In this file we should firstly set the $RECORD and $ORIGIN values. $RECORD dictates the resource that this mapping is for, and $ORIGIN — like in the BIND zone file format — specifies a base address for unqualified names. Thus we can set $RECORD to geo.example.com. and $ORIGIN to example.com. so we can have geo.example.com redirect to something like eu.example.com simply with the isoCountryNumber -> eu country to resource mapping.

The data in the file proceeding this really depends on what servers you actually want users from different countries to use. Essentially what follows is just a series of country code numbers followed by record names, in which the country code 0 is the default if there are no other matches. It makes sense to use a script of some sorts to dynamically generate this mapping depending on your specific needs — I've prepared a JavaScript object here for your potential usage, the data for which came from here.

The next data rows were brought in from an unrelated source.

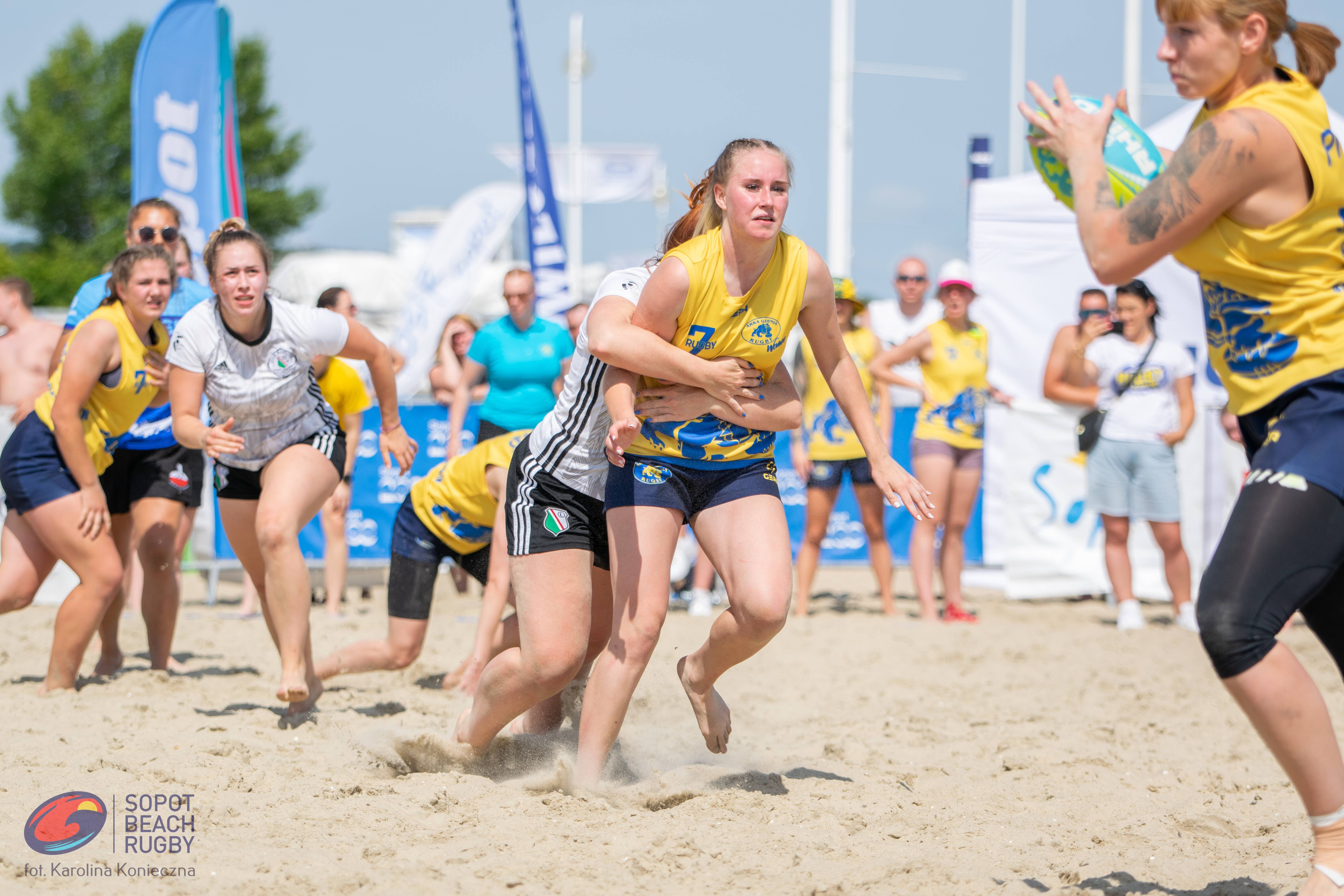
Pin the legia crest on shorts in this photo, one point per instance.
(557, 520)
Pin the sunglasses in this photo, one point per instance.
(147, 234)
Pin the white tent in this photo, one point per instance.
(1030, 269)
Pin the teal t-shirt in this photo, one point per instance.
(522, 367)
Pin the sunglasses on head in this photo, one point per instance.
(147, 234)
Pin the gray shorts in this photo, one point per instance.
(1134, 479)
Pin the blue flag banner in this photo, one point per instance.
(545, 245)
(183, 128)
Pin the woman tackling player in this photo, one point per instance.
(736, 289)
(252, 358)
(556, 523)
(1252, 201)
(111, 373)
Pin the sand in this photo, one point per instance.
(1038, 752)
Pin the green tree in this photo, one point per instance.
(72, 179)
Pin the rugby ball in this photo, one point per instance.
(1132, 158)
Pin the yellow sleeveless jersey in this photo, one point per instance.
(111, 412)
(714, 324)
(956, 378)
(454, 500)
(343, 390)
(1275, 296)
(830, 435)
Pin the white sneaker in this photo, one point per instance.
(1186, 618)
(701, 604)
(1131, 617)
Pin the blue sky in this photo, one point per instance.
(403, 100)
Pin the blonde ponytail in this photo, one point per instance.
(1315, 45)
(235, 230)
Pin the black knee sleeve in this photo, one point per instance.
(411, 588)
(1280, 553)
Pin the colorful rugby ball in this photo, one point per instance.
(1132, 158)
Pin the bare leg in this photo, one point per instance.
(749, 543)
(564, 620)
(1175, 561)
(265, 538)
(821, 503)
(157, 523)
(110, 628)
(100, 577)
(337, 558)
(1290, 714)
(873, 510)
(643, 541)
(935, 473)
(1118, 557)
(966, 487)
(400, 649)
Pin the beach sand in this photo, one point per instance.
(1037, 752)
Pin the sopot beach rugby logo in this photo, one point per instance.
(67, 823)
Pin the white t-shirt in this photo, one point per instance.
(893, 328)
(268, 386)
(1150, 406)
(568, 443)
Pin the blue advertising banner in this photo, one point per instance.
(846, 541)
(546, 249)
(183, 129)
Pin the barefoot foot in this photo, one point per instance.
(710, 711)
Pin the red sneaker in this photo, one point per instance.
(958, 614)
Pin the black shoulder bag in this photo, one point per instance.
(1089, 428)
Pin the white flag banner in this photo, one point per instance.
(612, 172)
(471, 236)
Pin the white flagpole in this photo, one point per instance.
(575, 257)
(1018, 89)
(841, 181)
(1134, 58)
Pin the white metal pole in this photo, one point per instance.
(1134, 57)
(1018, 89)
(576, 205)
(841, 187)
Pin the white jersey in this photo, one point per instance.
(568, 443)
(268, 386)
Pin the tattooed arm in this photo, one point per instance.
(1241, 162)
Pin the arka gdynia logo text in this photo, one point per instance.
(67, 823)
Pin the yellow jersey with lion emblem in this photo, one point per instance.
(1275, 296)
(714, 324)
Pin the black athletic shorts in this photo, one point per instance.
(546, 515)
(646, 481)
(415, 567)
(827, 475)
(175, 473)
(245, 485)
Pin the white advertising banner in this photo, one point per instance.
(1052, 542)
(471, 236)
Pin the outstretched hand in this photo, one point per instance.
(620, 436)
(220, 440)
(901, 488)
(1065, 129)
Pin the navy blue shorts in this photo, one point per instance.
(655, 483)
(827, 475)
(413, 541)
(32, 469)
(1300, 433)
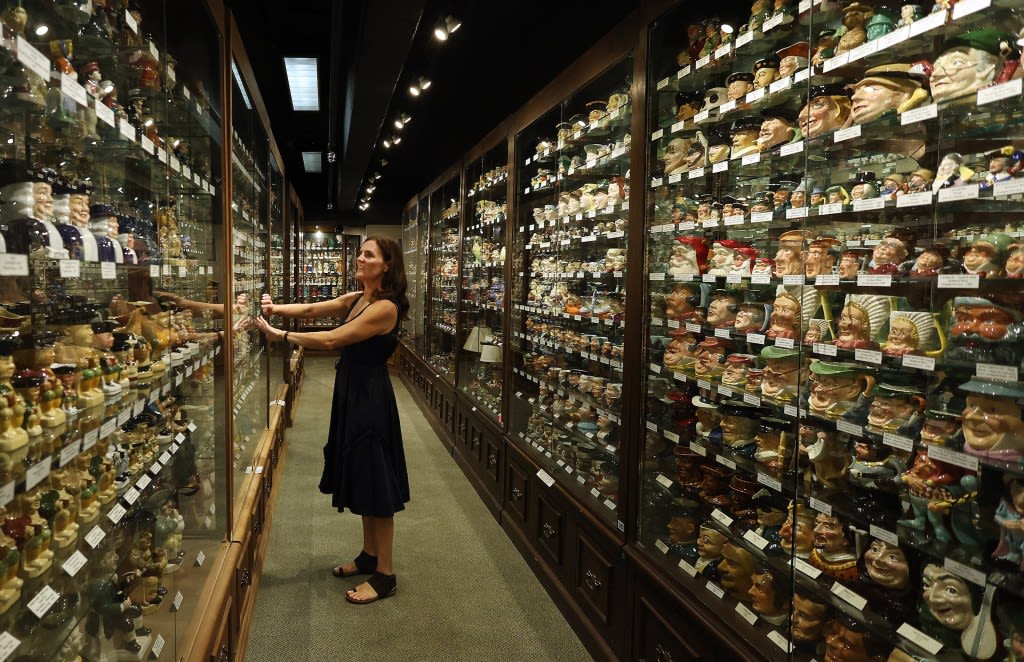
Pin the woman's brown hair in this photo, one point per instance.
(393, 284)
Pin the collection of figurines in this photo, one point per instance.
(104, 384)
(834, 342)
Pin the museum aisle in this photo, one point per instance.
(465, 591)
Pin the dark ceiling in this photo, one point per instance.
(370, 50)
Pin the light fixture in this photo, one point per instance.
(451, 25)
(421, 84)
(302, 82)
(312, 162)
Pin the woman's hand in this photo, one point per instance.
(270, 332)
(266, 303)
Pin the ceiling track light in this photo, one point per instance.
(446, 29)
(421, 85)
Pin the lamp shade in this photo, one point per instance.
(491, 354)
(476, 337)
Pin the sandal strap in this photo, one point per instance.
(366, 563)
(382, 584)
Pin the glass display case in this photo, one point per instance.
(482, 292)
(833, 373)
(112, 454)
(250, 220)
(322, 271)
(443, 286)
(569, 287)
(413, 255)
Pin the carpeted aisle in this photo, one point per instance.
(464, 591)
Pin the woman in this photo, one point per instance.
(364, 461)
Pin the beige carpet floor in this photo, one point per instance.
(464, 590)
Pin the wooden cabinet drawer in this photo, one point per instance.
(517, 491)
(550, 533)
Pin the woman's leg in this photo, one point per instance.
(382, 533)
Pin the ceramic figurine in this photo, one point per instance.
(735, 571)
(834, 548)
(887, 581)
(744, 132)
(840, 389)
(855, 16)
(992, 426)
(950, 611)
(984, 332)
(793, 58)
(765, 72)
(986, 254)
(827, 108)
(1009, 518)
(861, 320)
(737, 85)
(888, 88)
(971, 60)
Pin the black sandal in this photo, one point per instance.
(365, 565)
(383, 585)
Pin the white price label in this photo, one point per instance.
(849, 428)
(13, 264)
(916, 636)
(955, 458)
(43, 601)
(922, 114)
(913, 199)
(95, 536)
(884, 535)
(958, 281)
(116, 513)
(35, 473)
(996, 373)
(755, 539)
(720, 516)
(806, 568)
(966, 192)
(74, 564)
(820, 505)
(70, 452)
(747, 614)
(921, 363)
(867, 356)
(857, 601)
(897, 441)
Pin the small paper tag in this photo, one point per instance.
(820, 505)
(884, 535)
(847, 133)
(921, 363)
(914, 635)
(958, 281)
(858, 602)
(43, 601)
(74, 564)
(996, 373)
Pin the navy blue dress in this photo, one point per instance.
(364, 459)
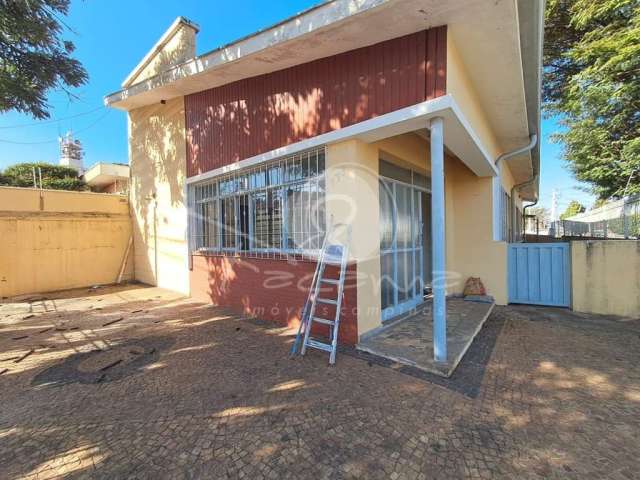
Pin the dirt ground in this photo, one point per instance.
(136, 382)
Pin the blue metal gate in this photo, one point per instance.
(540, 273)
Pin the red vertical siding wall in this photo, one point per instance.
(255, 115)
(271, 289)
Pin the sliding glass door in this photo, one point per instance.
(402, 246)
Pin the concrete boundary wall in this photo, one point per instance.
(54, 240)
(606, 277)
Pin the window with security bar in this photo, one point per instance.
(274, 208)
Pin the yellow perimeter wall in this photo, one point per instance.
(55, 240)
(606, 277)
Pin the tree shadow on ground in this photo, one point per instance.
(224, 398)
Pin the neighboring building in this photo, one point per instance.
(108, 178)
(382, 114)
(71, 153)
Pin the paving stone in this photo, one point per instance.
(544, 393)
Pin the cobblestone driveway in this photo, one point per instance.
(137, 383)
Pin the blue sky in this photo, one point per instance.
(111, 38)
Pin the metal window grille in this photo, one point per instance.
(271, 210)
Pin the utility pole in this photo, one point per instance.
(554, 205)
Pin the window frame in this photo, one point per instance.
(273, 179)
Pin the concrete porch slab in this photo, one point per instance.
(409, 339)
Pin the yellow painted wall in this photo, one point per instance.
(178, 49)
(157, 149)
(471, 251)
(352, 198)
(605, 277)
(54, 240)
(352, 194)
(460, 86)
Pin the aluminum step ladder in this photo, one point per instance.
(335, 252)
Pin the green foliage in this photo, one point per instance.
(33, 57)
(54, 177)
(592, 81)
(573, 208)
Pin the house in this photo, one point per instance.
(108, 177)
(414, 121)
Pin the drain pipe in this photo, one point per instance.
(534, 176)
(497, 232)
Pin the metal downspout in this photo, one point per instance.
(533, 140)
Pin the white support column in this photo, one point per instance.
(438, 241)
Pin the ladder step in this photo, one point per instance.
(324, 321)
(319, 345)
(326, 300)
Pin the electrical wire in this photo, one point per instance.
(47, 122)
(98, 120)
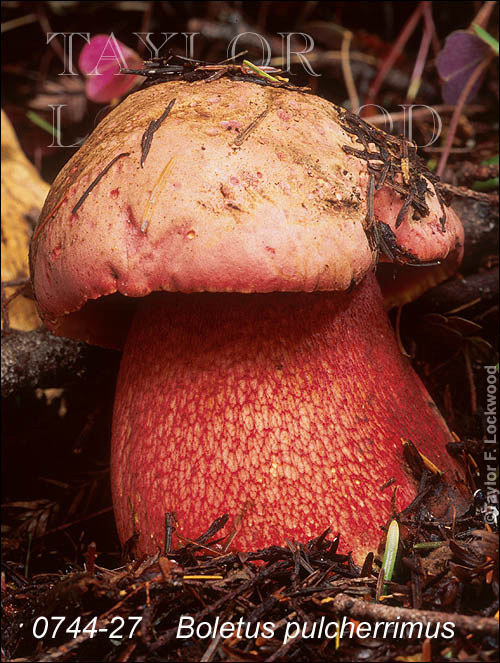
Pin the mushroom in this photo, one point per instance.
(226, 234)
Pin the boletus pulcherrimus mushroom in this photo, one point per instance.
(260, 375)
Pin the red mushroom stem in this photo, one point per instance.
(286, 409)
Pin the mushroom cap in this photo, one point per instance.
(244, 188)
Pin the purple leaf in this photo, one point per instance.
(462, 53)
(100, 61)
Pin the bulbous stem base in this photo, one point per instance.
(285, 411)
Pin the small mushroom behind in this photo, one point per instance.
(260, 376)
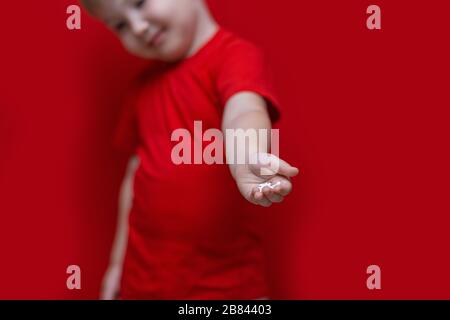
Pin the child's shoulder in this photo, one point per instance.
(233, 43)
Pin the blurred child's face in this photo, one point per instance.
(153, 29)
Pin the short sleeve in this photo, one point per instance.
(245, 68)
(126, 136)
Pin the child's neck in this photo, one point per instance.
(206, 29)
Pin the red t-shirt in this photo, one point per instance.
(191, 233)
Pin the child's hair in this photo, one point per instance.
(89, 5)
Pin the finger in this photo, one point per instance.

If you decide to create a script that can generate this file for you, this also opens up some possibilities for adding health checks and load stress data into your generation algorithms. Every five minutes, for example, you could re-generate the map and then run pdns_control rediscover to get the Geo backend to refresh its data. Keep in mind you'd probably want to lower the geo-ttl setting in this case, especially if you're using something like health checks to provide DNS-level failover. I'm not sure whether doing this is necessarily a good idea, but it's an interesting route of thought at least.

Back to the configuration though, for the sakes of this article let's just say we wanted an extremely simple mapping: we want users from the United States to use the US server, represented by the us.example.com record, and everyone else to use the EU server, represented by the eu.example.com record. Thus our /etc/powerdns/geo-maps/geo.example.com file will be as follows:

$RECORD geo.example.com.
$ORIGIN example.com.
0 eu
840 us

Great! Now we should let our nameserver know which IP addresses eu.example.com and us.example.com actually relate to, which we can do by simply adding some some bits to our zone file (/etc/powerdns/bind/example.com.zone):

eu		A		eu-server-ipv4-address
us		A		us-server-ipv4-address

For IPv6 support, you could add some AAAA records here too.

We should also add some CNAME records for whatever subdomains we actually want to use the location-based routing functionality for such that they hit our geo.example.com zone, as discussed earlier:

www		CNAME	geo
cdn		CNAME	geo

Following this, we're pretty much finished with the important stuff. Keep in mind that using CNAME in this way can often create opportunities for duplicate content (users might, for example, go to 'eu.example.com' direct in their web browser rather than going to 'www.example.com', which we don't want), so you may wish to ensure your server is redirecting requests as appropriate.

As a closing step before we switch this baby on, a few final pieces of configuration modification may be necessary. On my default install, the /etc/powerdns/pdns.d/pdns.simplebind.conf file contains a launch statement which may override the one we specified in our geo config file. Modify the line launch=bind, if present, to launch+=bind so that the configurations can play together nicely. The usage of launch+= everywhere will also require a base property to add to, so you should open up /etc/powerdns/pdns.conf and uncomment or add the line launch=.

And that's it, we're finally done! Run sudo service pdns restart to restart PowerDNS, and then you can try to use dig or host on your local machine, sending the request to any one of your specially configured cluster of nameservers, to see if you get the response you expect. dig www.example.com @nameserver-ip-address or host www.example.com nameserver-ip-address should work great. In true "You have a problem? Try throwing some VPSes at it." style, I fired up some boxes in different regions to test this configuration, and it works!

dig output from european and american machines. Huzzah — it works!

With all of this set up successfully, pushing the system into production would be relatively easy — you'd just need to set up some glue records so that your nameservers resolve correctly and then just point your domain to your custom nameservers. There you have it, your very own small-scale low-budget custom CDN!